Les prix au coût marginal

Étant donné que ces conditions ne sont souvent pas entièrement remplies dans la pratique des entreprises, diverses alternatives de prix de transfert orientés vers les coûts sont proposées en théorie et en pratique. Ceux-ci peuvent essentiellement être divisés en prix de coût marginal, de rareté et de coût complet. Les prix au coût marginal sont préférés par la théorie. Les conditions préalables à leur application sont l’existence d’un marché intérieur, la condition qu’il n’y ait pas de restrictions de capacité dans le service d’approvisionnement et l’existence de coûts marginaux dans l’entreprise. Ce type de prix de transfert remplit la fonction de pilotage, mais pas la fonction de détermination des bénéfices, puisqu’aucun bénéfice n’est attribué à la division fournisseuse.

Le prix de la rareté

Une autre alternative aux prix de transfert orientés vers les coûts est la formation de prix orientés vers la rareté. Comme dans le cas de l’alternative du prix du coût marginal, ce type d’allocation ne remplit pas la fonction de détermination des bénéfices. On suppose ici qu’il n’y a pas ou peu de marché extérieur et qu’il y a des goulots d’étranglement dans les zones d’approvisionnement, c’est-à-dire qu’il y a des restrictions de capacité dans le département d’approvisionnement.
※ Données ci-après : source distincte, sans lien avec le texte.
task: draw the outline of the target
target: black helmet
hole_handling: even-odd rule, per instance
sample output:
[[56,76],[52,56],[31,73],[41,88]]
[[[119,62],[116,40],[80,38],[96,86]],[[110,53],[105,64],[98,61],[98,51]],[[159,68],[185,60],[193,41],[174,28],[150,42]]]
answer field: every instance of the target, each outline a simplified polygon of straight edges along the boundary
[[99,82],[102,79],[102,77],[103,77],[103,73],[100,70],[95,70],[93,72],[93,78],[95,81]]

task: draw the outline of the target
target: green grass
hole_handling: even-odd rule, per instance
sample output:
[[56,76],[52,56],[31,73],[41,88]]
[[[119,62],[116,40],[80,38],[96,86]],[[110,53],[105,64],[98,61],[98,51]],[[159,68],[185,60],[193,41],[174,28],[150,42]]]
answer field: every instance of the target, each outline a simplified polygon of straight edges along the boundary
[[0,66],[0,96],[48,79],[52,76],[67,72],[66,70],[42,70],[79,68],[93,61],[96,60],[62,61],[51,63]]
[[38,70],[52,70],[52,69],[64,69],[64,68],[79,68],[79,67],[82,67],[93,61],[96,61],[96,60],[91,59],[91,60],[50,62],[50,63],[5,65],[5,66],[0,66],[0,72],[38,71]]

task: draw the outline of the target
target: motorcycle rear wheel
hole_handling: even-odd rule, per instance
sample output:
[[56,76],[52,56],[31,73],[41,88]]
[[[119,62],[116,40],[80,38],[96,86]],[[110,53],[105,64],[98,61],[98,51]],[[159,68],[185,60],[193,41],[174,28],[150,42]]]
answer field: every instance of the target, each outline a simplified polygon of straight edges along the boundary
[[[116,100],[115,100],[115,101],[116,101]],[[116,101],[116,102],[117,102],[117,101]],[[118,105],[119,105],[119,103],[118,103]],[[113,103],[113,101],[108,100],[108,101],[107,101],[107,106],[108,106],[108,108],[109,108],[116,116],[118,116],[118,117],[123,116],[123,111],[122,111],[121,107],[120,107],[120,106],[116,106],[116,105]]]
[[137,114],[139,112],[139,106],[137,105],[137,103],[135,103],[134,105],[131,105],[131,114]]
Par conséquent, le prix de la rareté est composé des coûts marginaux plus les coûts d’opportunité marginaux (marge de contribution liée au goulot d’étranglement).

Avec cette alternative, une solution exacte du problème des prix de transfert est même rendue possible à l’aide de procédures mathématiques de programmation linéaire et non linéaire. Cependant, étant donné que le programme de production optimal doit également être trouvé pour une telle solution, ou plutôt, étant donné qu’il est créé dans le processus, les prix de transfert perdent en fait leur importance, car le problème d’optimisation doit de toute façon être résolu de manière centralisée afin de déterminer les prix de pilotage appropriés, et donc le problème du pilotage décentralisé ne se pose plus.

Le prix de coûts complets

La troisième alternative aux prix de transfert orientés vers les coûts est l’application de prix de coûts complets, que l’on retrouve le plus souvent dans la pratique en plus d’une application orientée vers les prix du marché (même si les conditions préalables à une telle application ne sont souvent pas données). La tarification au coût complet peut être décrite comme une solution de compromis permettant de satisfaire à la fois les fonctions de détermination et d’affectation des bénéfices.